The efficient frontier is a theory developed by Nobel-prize-winning economist Harry Markowitz in the 1950s that explains how investors can optimise their portfolio returns within a given risk profile. At the one end of the risk spectrum, cash is perceived as low risk with low returns, while on the other end global equities offer higher volatility with high returns.

What this theory doesn’t show is that risk profiles change as the time horizon shifts.

“When you measure the risk-return profiles of assets over the short term, you can see cash as a low risk asset over say, one year,” says Sher. “On the same basis, global equities on a one-year time horizon are likely to be relatively volatile. But as you push out your investment term to seven, 10 or even 15 years, and measure risk as your chances of not meeting your long-term investment goals, you start to see that global equity investments become a much safer [strategy], and cash, by contrast becomes a ‘risker’ investment strategy.”

Cash investments over the longer term are unlikely to meet your long-term spending needs. Sher says the time horizon of investments changes the risk-return profile, making it more certain that investors who have a diversified portfolio including offshore investments, will be able to meet their saving objectives.

When to move funds offshore

A recurring pattern among South Africans is the tendency to move funds offshore after the rand has weakened substantially.
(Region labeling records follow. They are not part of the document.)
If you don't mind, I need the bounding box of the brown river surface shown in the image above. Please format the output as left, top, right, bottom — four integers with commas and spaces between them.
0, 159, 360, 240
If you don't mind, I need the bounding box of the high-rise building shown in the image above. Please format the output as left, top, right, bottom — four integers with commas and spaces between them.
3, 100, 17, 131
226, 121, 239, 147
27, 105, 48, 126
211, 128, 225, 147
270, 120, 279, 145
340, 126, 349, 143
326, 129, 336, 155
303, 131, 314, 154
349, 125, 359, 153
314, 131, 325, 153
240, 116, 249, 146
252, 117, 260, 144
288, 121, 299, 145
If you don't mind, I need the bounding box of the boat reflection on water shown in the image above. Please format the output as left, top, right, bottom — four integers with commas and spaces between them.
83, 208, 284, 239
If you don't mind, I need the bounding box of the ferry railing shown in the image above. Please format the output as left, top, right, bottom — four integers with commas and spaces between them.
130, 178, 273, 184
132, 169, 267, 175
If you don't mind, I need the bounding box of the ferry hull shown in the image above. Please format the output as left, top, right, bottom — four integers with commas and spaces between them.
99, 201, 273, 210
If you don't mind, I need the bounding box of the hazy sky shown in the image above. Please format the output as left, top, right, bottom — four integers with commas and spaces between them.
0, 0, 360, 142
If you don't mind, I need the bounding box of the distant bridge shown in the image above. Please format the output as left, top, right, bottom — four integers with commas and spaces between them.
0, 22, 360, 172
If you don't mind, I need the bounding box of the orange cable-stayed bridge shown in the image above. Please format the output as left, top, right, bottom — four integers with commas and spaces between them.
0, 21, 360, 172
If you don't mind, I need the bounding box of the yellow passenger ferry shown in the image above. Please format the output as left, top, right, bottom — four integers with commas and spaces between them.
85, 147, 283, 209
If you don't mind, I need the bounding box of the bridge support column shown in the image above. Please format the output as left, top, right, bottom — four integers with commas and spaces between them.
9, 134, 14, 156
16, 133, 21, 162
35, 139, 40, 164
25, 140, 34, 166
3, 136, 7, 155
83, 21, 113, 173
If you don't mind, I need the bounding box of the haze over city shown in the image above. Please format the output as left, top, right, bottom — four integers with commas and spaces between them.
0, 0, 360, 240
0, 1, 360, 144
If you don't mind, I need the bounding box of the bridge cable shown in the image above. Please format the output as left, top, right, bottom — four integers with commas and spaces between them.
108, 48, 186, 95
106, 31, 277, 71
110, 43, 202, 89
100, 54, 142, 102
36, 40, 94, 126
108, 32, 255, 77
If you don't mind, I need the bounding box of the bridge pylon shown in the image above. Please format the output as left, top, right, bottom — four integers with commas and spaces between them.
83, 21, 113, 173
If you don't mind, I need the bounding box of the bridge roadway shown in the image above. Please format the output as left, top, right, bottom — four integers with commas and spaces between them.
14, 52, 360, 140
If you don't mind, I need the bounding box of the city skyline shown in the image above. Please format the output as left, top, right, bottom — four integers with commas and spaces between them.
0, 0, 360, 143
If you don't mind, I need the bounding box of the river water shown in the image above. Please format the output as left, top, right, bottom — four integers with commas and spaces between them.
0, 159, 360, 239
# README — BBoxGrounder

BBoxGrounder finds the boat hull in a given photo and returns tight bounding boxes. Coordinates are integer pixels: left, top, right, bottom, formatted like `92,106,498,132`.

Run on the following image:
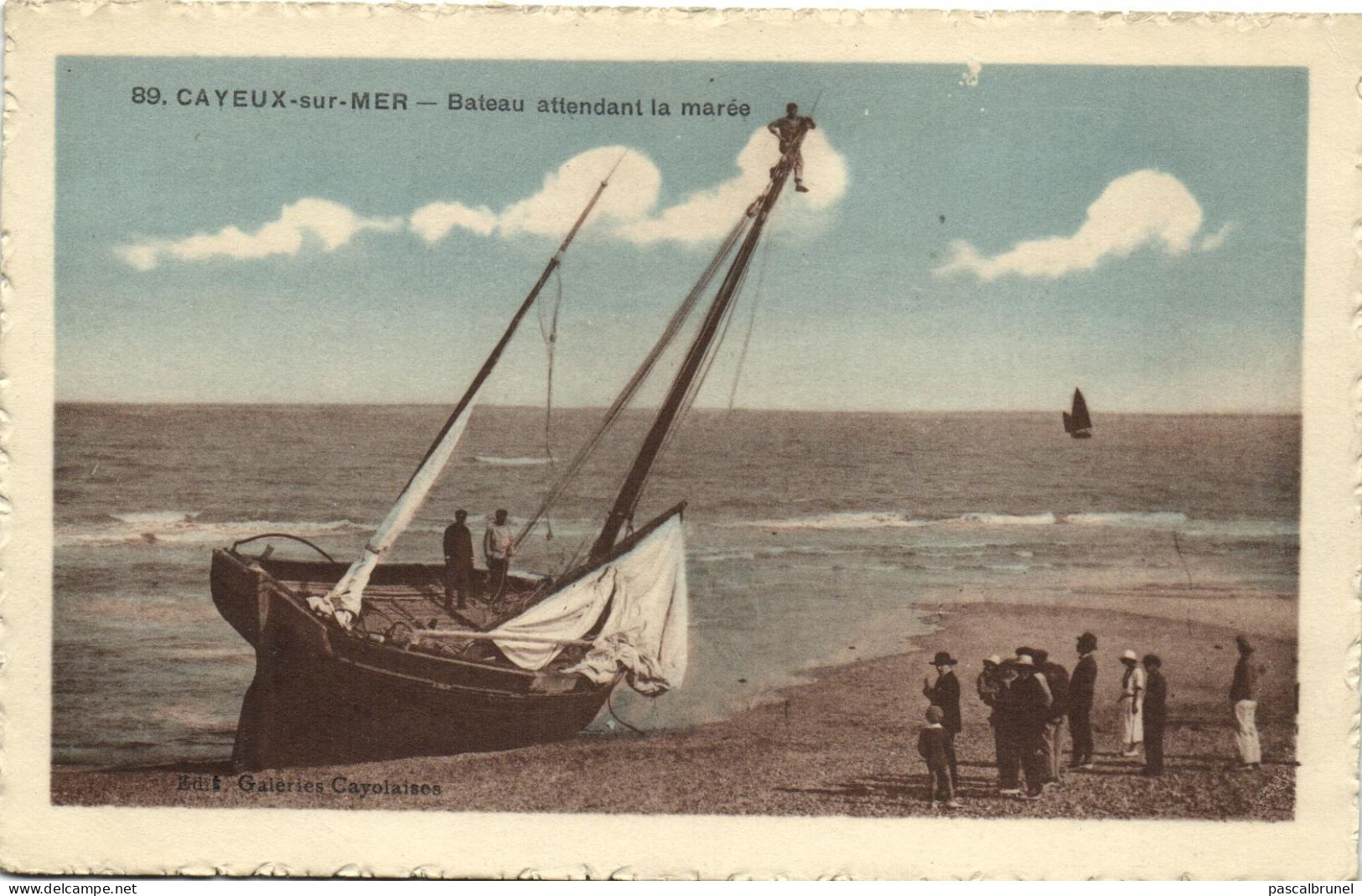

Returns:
211,550,614,769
This can have a material impact on returns, since the exchange rate determines the price paid for offshore assets.

There are times not to move funds offshore, such as when the rand depreciates suddenly and sharply.

The chart above shows a negative correlation between the US dollar-rand exchange rate and the S&P performance.

“Often we get so fixated on trying to time the rand, we forget all about the price of the global investment we are buying,” says Sher. “It might still be a good time to invest offshore even when the currency is weak.”

He points out that rand weakness is often not the result of South African domestic factors, but rather because of US dollar strength which may move in the opposite direction to US or other global markets.

The dangers of DIY investing

“It’s important to get advice on how to invest offshore and what the best and most efficient plans from a tax and estate planning point of view are,” adds Sher.

There are excellent ways of investing offshore. For example, a global endowment allows South Africans to take money offshore, invest in a range of fund managers and gain significant tax benefits at the same time.

The global endowment is becoming a popular way to invest offshore because you can access funds when needed with tax benefits that are often better than those available locally. Fees are competitive and the structure is particularly efficient from an estate planning point of view. There are also unique features that may be applicable; for example, the Discovery Global Endowment plan allows South African investors to take their money offshore below the prevailing market exchange rate and benefit immediately from the currency.